I have always had a problem with how we arbitrarily place individuals in neat categories for the sake of understanding them. With time stereotypes are developed and when we speak about a certain individual what we remember is the stereotype. I believe in the timeless relevance of people, whatever their age, whatever their background. I am more relevant to others today at age 67 than I was when I was 25 years old, and yet, most people think that I should retire, that I have completed my life cycle. This is a shame. Individuals like me have so much to contribute given their life experience. Although we have made great progress in changing the way others see older adults there is still much to be done. Ageism, a phrase used to denote prejudice against older adults, is alive and well in this country and others. Recent articles present us as selfish and greedy.
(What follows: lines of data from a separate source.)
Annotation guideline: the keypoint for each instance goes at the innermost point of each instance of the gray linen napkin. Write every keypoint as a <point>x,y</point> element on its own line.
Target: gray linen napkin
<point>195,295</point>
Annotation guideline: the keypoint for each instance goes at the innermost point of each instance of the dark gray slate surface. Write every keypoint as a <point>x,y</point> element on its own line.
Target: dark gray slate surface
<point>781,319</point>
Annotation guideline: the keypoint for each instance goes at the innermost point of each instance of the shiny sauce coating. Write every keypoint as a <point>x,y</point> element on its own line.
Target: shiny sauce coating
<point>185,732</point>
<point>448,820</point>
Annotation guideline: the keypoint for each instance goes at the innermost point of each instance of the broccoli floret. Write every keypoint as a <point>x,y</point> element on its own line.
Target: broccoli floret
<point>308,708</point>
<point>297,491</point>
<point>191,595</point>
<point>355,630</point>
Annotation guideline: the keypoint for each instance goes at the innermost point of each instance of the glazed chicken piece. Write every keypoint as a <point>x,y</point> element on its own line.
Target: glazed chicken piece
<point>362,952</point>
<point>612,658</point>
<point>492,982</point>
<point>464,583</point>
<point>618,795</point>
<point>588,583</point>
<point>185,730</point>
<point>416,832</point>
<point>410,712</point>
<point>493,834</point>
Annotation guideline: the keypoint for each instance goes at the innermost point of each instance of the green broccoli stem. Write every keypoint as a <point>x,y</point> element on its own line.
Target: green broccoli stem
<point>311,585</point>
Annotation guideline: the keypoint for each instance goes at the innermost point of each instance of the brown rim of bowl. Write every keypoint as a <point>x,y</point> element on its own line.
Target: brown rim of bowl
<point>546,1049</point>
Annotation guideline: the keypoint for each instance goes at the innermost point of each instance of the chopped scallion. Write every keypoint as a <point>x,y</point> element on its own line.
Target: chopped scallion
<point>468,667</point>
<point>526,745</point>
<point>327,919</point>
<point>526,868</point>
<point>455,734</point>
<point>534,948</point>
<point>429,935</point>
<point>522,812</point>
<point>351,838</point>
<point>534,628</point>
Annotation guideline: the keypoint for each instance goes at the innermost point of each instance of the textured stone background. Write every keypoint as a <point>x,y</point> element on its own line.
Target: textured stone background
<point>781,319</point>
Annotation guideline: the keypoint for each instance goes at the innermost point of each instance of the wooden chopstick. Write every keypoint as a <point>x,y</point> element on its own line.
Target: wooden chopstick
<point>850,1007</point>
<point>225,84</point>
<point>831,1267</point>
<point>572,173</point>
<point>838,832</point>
I take great exception to Joel Kotkin’s article in Newsweek, Are Millennials the Screwed Generation? (July 16, 2012) in which he claims that we have screwed the young generation by taking away jobs by not retiring when we ought to. In my case, the opposite is true.

I am still working and do not plan to retire anytime soon. I created my own company fifteen years ago. The last ten years have been the most productive years of my life. I have been able to better provide for my family, create hundreds of new jobs, change the way we care for low-income seniors in this country and improved the lives of thousands of seniors by providing affordable housing and services to them. I feel more relevant and satisfied than ever before. But make no mistake, I am not exceptional. Thousands of individuals like me are changing the world so that the next generation has it better than us.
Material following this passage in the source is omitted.